Já o defensor público Péricles Batista da Silva, da Defensoria Pública de Minas Gerais, defendeu a implementação de um protocolo para o atendimento de religiosos que recusam transfusões de sangue, citando o Program Patient Blood Management (PBM), que oferece alternativas terapêuticas para casos em que os tratamentos convencionais são inviáveis
De acordo com o defensor, o PBM "traz opções terapêuticas que tornam desnecessária a discussão sobre a autonomia, porque, na verdade, a gente só discute a autonomia se houver conflito, se não há conflito, não há porque se falar de autonomia". Silva acrescentou que o modelo foi implementando com sucesso no estado do Ceará.
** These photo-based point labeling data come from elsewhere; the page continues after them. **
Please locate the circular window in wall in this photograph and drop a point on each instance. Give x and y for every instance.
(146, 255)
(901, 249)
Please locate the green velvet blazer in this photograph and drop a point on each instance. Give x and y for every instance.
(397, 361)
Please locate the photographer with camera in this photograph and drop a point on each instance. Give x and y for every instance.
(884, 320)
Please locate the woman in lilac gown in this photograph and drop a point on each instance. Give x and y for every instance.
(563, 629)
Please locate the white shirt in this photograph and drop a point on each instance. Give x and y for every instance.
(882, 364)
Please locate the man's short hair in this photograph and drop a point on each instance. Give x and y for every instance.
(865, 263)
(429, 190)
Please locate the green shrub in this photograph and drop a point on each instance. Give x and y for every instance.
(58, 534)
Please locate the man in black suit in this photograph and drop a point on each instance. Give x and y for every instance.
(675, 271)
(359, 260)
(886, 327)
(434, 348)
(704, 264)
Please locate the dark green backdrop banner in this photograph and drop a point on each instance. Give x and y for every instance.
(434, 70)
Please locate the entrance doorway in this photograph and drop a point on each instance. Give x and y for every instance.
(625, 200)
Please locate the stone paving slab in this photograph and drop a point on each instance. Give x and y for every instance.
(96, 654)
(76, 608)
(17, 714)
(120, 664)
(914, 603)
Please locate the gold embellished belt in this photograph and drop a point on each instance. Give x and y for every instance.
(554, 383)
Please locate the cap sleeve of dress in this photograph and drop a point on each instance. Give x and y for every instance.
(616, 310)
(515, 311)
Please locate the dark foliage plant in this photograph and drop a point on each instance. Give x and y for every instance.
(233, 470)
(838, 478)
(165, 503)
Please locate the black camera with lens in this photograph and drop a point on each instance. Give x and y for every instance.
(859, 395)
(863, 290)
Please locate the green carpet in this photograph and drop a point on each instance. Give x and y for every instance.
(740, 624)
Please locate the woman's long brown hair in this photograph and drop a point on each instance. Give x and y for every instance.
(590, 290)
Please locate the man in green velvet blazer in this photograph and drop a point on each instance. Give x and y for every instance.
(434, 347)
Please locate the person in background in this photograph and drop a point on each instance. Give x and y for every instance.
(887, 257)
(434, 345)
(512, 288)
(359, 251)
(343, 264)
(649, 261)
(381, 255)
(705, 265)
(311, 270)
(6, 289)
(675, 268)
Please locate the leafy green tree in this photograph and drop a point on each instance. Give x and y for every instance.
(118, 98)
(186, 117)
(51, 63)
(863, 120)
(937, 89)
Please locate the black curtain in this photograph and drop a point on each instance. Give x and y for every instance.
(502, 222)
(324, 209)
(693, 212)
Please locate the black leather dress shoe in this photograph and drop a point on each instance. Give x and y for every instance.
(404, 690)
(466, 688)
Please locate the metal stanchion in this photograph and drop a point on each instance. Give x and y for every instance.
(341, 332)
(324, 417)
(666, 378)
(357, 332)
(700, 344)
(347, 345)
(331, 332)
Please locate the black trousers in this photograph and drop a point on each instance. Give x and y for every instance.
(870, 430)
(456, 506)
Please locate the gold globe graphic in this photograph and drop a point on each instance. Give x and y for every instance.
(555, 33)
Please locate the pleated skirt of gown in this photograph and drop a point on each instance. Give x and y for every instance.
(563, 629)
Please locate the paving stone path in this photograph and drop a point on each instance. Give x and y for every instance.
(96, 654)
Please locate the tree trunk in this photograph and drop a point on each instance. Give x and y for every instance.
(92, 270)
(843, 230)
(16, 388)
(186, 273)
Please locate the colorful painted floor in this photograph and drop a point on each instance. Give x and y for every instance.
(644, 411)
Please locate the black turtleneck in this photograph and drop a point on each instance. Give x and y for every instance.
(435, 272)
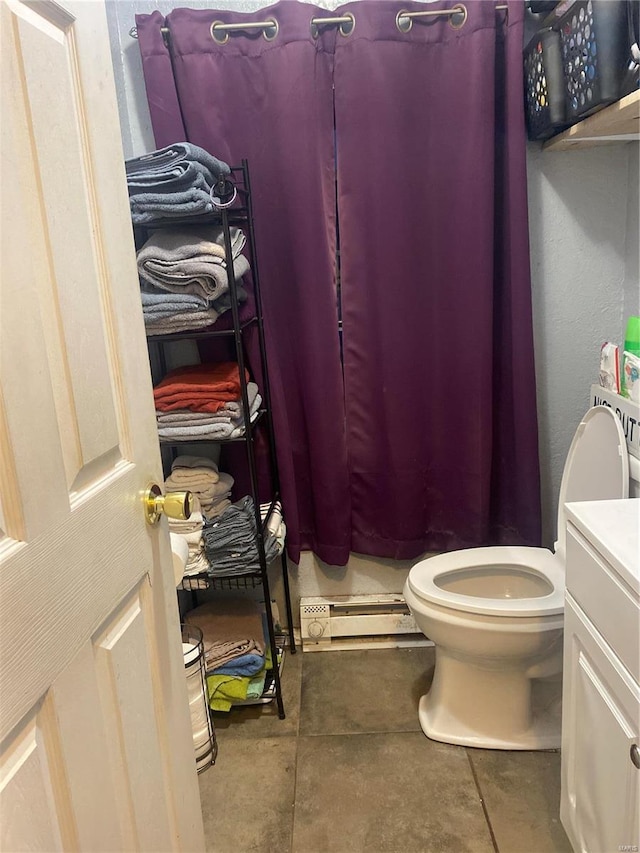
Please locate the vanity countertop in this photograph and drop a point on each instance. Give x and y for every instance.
(613, 527)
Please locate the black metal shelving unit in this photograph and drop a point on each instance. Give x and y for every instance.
(238, 212)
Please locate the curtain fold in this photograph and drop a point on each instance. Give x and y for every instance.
(429, 439)
(164, 107)
(271, 102)
(436, 307)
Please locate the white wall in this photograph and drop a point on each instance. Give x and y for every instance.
(583, 215)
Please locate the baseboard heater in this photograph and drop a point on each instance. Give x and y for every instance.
(358, 621)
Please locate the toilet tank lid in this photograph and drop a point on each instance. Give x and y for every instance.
(597, 466)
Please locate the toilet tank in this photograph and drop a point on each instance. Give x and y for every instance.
(629, 415)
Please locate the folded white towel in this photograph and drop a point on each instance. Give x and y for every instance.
(186, 461)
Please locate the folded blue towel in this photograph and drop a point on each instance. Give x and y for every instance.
(243, 665)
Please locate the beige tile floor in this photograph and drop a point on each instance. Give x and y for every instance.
(349, 771)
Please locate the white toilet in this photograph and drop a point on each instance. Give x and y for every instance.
(495, 615)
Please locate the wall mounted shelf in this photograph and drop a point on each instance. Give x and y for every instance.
(619, 122)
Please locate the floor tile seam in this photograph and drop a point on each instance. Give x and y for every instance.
(485, 810)
(295, 796)
(357, 734)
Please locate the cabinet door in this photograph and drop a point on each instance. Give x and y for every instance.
(601, 705)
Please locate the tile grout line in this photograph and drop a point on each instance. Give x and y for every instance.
(482, 802)
(295, 766)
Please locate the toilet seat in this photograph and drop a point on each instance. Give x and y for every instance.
(597, 468)
(534, 561)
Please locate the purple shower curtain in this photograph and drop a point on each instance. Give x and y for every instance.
(438, 350)
(271, 102)
(439, 383)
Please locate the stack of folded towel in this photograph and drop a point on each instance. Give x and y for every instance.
(234, 647)
(230, 541)
(201, 476)
(184, 280)
(191, 530)
(173, 182)
(203, 401)
(227, 422)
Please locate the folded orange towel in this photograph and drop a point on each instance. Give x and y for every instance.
(199, 387)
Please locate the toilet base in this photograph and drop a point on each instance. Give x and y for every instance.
(491, 708)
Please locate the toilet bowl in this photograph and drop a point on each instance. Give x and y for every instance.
(495, 615)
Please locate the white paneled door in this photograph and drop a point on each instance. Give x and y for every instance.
(96, 749)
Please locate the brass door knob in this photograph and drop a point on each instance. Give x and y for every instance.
(174, 504)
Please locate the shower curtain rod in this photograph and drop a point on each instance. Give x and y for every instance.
(219, 26)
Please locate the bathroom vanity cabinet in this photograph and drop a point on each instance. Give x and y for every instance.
(600, 801)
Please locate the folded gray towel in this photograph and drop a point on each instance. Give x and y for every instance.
(178, 179)
(168, 245)
(165, 159)
(190, 262)
(155, 299)
(217, 431)
(189, 321)
(184, 416)
(151, 207)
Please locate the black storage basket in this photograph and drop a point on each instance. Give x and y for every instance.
(595, 53)
(544, 85)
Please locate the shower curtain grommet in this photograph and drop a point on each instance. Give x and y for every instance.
(403, 23)
(461, 10)
(351, 27)
(274, 26)
(222, 37)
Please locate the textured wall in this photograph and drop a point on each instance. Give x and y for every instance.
(584, 259)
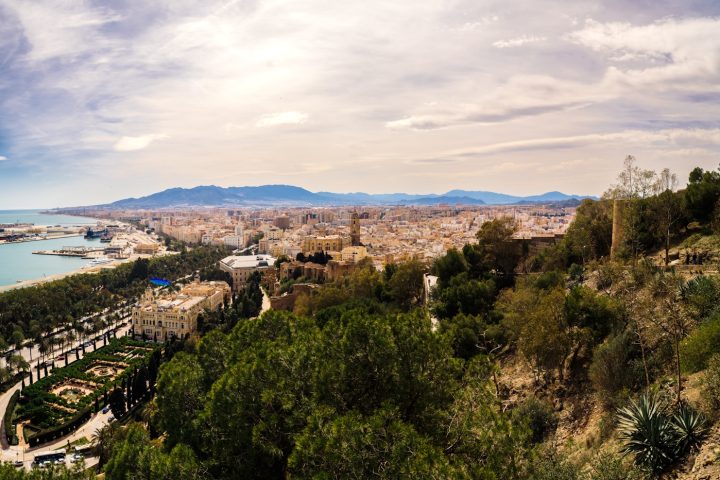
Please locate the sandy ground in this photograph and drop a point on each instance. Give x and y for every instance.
(122, 239)
(50, 278)
(49, 237)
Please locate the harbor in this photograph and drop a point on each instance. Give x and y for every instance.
(74, 251)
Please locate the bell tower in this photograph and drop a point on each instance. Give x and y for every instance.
(355, 230)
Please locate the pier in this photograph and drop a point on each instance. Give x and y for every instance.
(81, 252)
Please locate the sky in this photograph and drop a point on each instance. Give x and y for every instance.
(102, 100)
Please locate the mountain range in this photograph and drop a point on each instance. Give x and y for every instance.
(288, 195)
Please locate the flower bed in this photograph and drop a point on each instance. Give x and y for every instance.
(64, 400)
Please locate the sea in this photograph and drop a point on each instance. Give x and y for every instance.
(17, 261)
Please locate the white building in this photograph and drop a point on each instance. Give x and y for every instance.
(240, 267)
(235, 242)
Por outro lado, Henderson Fürst, da Sociedade Brasileira de Bioética, reconheceu a importância de respeitar a autonomia do paciente, mas considerou que ainda há insegurança jurídica para os profissionais de saúde nesses casos. Ele defende autonomia do paciente deve ser respeitada, levando em consideração a democratização do acesso à saúde, para assegurar que decisões individuais não comprometerão o acesso igualitário aos serviços.
Para Furst, a Constituição "estabelece um paradigma muito claro de democracia sanitária, uma democracia que é pautada pela redução da simetria de acesso a tratamentos" e "pela participação social e o controle social, para que a sociedade possa dizer o que entende por saúde".